14Sur le plan géographique, la mobilité est particulièrement intense dans la région de Dakar, en lien avec le développement urbain (Beauchemin et Bocquier, 2004). Ces données démontrent l’importance de Dakar en tant que ville de départ et de destination. En effet, 19 % des migrants internes venaient de Dakar et 26 % s’y sont installés entre les deux vagues d’enquête, ce qui représente 45 % de tous les migrants internes pour cette métropole où habitaient 20 % de la population sénégalaise en 2002 (ANSD, 2006).

15La figure 1 illustre la mobilité des hommes et des femmes entre les deux vagues de l’enquête, sur la base de leurs coordonnées GPS. Les nombreuses lignes convergeant vers Dakar témoignent de l’attrait qu’exerce la capitale sur les hommes et les femmes.
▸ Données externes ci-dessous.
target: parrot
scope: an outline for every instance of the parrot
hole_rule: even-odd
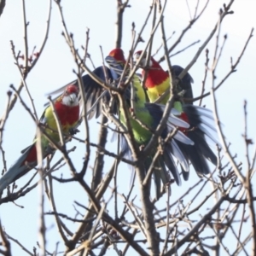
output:
[[[138,60],[141,56],[142,50],[135,53],[135,58]],[[142,76],[144,78],[144,86],[151,102],[154,102],[160,96],[161,96],[166,90],[170,90],[170,83],[172,79],[169,77],[161,66],[151,56],[149,60],[149,67],[146,67],[146,55],[141,60],[139,67],[143,69]],[[147,72],[146,72],[147,70]],[[177,77],[183,69],[179,66],[173,66],[171,69],[172,75]],[[185,90],[185,97],[193,98],[192,77],[187,73],[180,83],[177,84],[176,93]],[[170,97],[167,95],[161,102],[166,104]],[[217,156],[209,146],[206,137],[210,138],[215,144],[219,145],[217,137],[216,129],[211,124],[213,117],[211,110],[195,106],[192,103],[183,102],[180,98],[177,98],[173,107],[180,112],[178,116],[190,125],[189,129],[184,131],[184,133],[193,142],[194,145],[183,145],[177,142],[177,145],[181,148],[184,157],[188,162],[190,162],[194,169],[199,176],[209,174],[210,169],[206,160],[208,160],[214,166],[217,166]],[[186,172],[182,166],[182,172],[185,180],[189,179],[189,172]]]
[[[124,67],[125,64],[125,60],[121,49],[114,49],[113,50],[112,50],[109,53],[108,56],[106,57],[105,61],[109,64],[110,68],[112,66],[116,67],[117,65],[123,65]],[[141,148],[143,146],[146,146],[147,143],[150,141],[152,132],[143,127],[142,125],[137,122],[137,119],[143,122],[143,124],[145,124],[148,127],[150,128],[150,130],[154,131],[161,120],[165,110],[165,105],[146,102],[144,90],[141,86],[140,79],[137,74],[134,74],[131,84],[130,84],[130,86],[133,86],[134,90],[134,109],[131,108],[131,94],[129,96],[129,93],[125,94],[125,104],[126,108],[130,111],[129,119],[131,122],[131,126],[135,141],[137,147]],[[129,90],[131,90],[131,88],[128,86],[126,88],[126,90],[129,91]],[[135,112],[136,119],[131,114],[133,111]],[[122,108],[119,108],[119,113],[120,121],[125,126],[126,126],[124,117],[125,113]],[[164,185],[170,183],[170,177],[166,167],[171,171],[176,183],[178,185],[181,184],[180,176],[173,160],[173,156],[178,160],[184,170],[186,170],[187,172],[189,170],[187,157],[183,155],[182,150],[180,149],[180,147],[178,146],[178,143],[183,145],[183,147],[186,147],[188,145],[194,145],[194,142],[188,137],[186,137],[186,135],[182,131],[183,130],[188,129],[189,127],[189,125],[186,121],[183,121],[181,119],[177,118],[174,114],[179,114],[179,112],[172,108],[166,126],[165,127],[161,134],[161,137],[165,139],[167,134],[172,132],[172,131],[173,131],[176,126],[180,127],[181,131],[178,131],[174,137],[166,144],[163,154],[159,156],[158,160],[155,162],[154,177],[157,199],[159,199],[160,196],[160,181],[162,181]],[[121,147],[122,149],[126,152],[126,156],[128,156],[130,159],[132,159],[132,157],[131,156],[131,152],[129,151],[129,148],[127,148],[128,144],[127,143],[125,143],[125,141],[122,141]],[[145,172],[149,168],[155,152],[156,149],[153,148],[151,154],[146,157],[144,162]]]
[[[73,127],[76,126],[79,119],[79,88],[73,84],[67,86],[63,94],[54,101],[53,105],[60,121],[63,136],[73,135],[75,133]],[[44,132],[53,142],[56,143],[60,142],[57,123],[51,106],[48,106],[45,108],[39,123],[45,127]],[[21,151],[22,154],[20,158],[1,177],[0,194],[8,185],[37,166],[37,140],[36,137],[32,145]],[[43,159],[55,152],[51,143],[44,134],[40,136],[40,142]]]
Néanmoins, les comportements migratoires féminins sont plus divers et consistent plus souvent en déplacements courts et entre deux zones rurales, tandis que les migrations masculines sont presque exclusivement dirigées vers Dakar.

16La figure 2 représente la distribution par sexe des distances de migration supérieures à 5 kilomètres. Les distributions sont significativement différentes au seuil de 5 % selon le test de Kolmogorov-Smirnov. Les femmes sont plus susceptibles de parcourir de faibles distances, tandis que les hommes sont surreprésentés dans les déplacements sur de longues distances.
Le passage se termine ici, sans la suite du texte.